Before entering one of the concrete enclosures, guests are required to remove all loose belongings, including shoes, wash their hands, and sign a waiver denying Tiger Kingdom of any responsibility in the event of an accident.
“We did everything as the park people advised, still I am not sure why it bit me,” he said. He punched the tiger as it attacked him. “When it did [attack] I had no choice except to whack it in the face a couple of times,” Goudie told reporters from the online news service Phuketwan at the hospital.
A visiting doctor at the scene provided assistance until an ambulance and emergency staff arrived. “The handler was with us the whole time. The tiger was 15 months old. I was patting him, everything was fine. I just stood up to leave,” Goudie said.
Thai authorities say Goudie, who has two steel pins in an ankle, may have moved awkwardly as park handlers assisted him back to his feet, with the unusual movement triggering an attack. The tiger was tasered by park staff, forcing it to retreat.
Goudie is on a two-week holiday in Phuket with his family. His son, 16-year old Jake Goudie, said the injuries were largely to his father’s left leg and stomach. “The tiger couldn’t get a good grip on my dad’s stomach,” Jake said.
Thai officials said the tiger park was to be closed for two days while investigations into the accident were conducted. The young tiger will no longer have contact with visitors. Goudie, who has a tattoo of a tiger, praised the park’s staff and said he was even considering another tiger tattoo. “I don’t want anything to happen to the tiger,” he said. “I don’t want it killed.”
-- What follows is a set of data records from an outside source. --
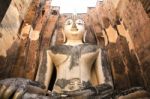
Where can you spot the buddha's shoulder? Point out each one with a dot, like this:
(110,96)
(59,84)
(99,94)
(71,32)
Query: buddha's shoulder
(66,49)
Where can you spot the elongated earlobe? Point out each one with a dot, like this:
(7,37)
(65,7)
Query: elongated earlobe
(84,37)
(64,37)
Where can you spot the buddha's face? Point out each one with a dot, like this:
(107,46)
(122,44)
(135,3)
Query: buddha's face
(74,26)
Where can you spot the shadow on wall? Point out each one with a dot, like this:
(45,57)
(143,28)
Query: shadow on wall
(4,4)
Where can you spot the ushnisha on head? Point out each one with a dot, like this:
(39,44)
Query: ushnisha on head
(74,29)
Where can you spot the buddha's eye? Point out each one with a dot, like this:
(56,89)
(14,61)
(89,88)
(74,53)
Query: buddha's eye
(79,23)
(68,23)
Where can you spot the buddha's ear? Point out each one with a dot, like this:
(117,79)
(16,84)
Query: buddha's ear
(64,36)
(84,37)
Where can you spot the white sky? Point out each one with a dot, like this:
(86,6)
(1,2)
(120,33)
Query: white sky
(74,6)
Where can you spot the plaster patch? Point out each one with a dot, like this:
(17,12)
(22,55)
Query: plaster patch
(34,35)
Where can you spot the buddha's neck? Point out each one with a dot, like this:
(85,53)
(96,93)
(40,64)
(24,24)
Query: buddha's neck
(73,42)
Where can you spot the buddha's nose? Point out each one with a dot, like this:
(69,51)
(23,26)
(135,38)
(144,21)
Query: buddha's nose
(74,27)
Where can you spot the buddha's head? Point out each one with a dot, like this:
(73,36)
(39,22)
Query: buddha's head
(74,28)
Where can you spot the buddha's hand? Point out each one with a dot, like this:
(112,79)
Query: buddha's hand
(17,87)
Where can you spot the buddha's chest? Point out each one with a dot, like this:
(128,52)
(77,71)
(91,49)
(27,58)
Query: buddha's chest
(73,55)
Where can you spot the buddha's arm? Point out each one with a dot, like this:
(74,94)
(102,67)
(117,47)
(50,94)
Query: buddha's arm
(45,69)
(49,69)
(99,69)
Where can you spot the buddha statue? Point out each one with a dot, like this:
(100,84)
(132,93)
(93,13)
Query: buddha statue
(75,61)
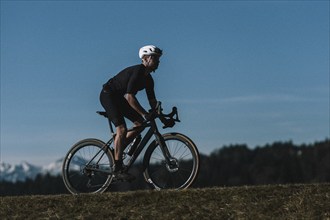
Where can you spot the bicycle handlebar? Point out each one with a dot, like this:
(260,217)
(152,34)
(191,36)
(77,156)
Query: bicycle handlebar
(167,119)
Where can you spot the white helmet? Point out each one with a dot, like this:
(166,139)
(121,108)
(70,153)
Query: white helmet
(149,50)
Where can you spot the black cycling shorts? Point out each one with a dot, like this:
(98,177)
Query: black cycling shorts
(117,107)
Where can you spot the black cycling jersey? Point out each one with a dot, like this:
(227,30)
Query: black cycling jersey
(131,80)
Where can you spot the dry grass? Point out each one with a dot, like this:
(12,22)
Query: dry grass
(253,202)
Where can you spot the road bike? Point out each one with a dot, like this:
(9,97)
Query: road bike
(171,160)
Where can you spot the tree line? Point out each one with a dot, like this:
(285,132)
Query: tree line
(234,165)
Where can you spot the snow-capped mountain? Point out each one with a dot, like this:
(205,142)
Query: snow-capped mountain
(25,170)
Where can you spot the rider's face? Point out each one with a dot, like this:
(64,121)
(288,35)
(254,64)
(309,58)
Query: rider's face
(154,62)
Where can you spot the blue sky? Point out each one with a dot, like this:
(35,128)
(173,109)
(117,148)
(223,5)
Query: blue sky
(250,72)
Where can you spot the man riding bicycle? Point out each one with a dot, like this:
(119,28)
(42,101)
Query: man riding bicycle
(118,98)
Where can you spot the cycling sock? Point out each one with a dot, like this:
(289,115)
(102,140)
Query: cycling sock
(118,165)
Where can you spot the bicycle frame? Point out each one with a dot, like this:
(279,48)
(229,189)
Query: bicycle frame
(153,130)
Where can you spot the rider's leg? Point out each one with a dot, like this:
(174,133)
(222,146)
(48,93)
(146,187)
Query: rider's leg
(132,134)
(120,144)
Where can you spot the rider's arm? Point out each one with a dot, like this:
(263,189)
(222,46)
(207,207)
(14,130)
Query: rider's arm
(151,92)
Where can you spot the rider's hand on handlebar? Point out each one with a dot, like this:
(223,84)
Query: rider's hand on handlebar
(149,116)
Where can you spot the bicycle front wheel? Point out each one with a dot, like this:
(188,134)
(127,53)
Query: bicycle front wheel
(87,167)
(182,169)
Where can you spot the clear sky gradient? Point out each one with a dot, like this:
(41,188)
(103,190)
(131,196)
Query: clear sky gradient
(250,72)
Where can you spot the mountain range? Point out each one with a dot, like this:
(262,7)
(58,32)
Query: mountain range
(23,171)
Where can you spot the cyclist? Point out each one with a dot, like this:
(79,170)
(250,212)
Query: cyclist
(118,99)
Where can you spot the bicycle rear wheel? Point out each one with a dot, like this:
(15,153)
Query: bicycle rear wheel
(87,167)
(183,168)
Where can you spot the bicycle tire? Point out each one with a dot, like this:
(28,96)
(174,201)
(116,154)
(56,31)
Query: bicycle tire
(160,175)
(79,178)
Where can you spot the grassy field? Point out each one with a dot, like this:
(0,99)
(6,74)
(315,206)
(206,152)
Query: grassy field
(253,202)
Despite safety and animal welfare concerns, Thailand’s tiger parks, where visitors are allowed to interact with the animals, have grown in popularity in recent years. There have, however, been numerous well-documented and even fatal attacks on tourists by so-called “tamed” and apparently submissive big cats.
Last year, a 19-year old British student, Isabelle Brennan, was left scarred for life after a 400lbs tiger knocked her to the ground and bit through her thigh at the Tiger Temple park in the Kanchanaburi district.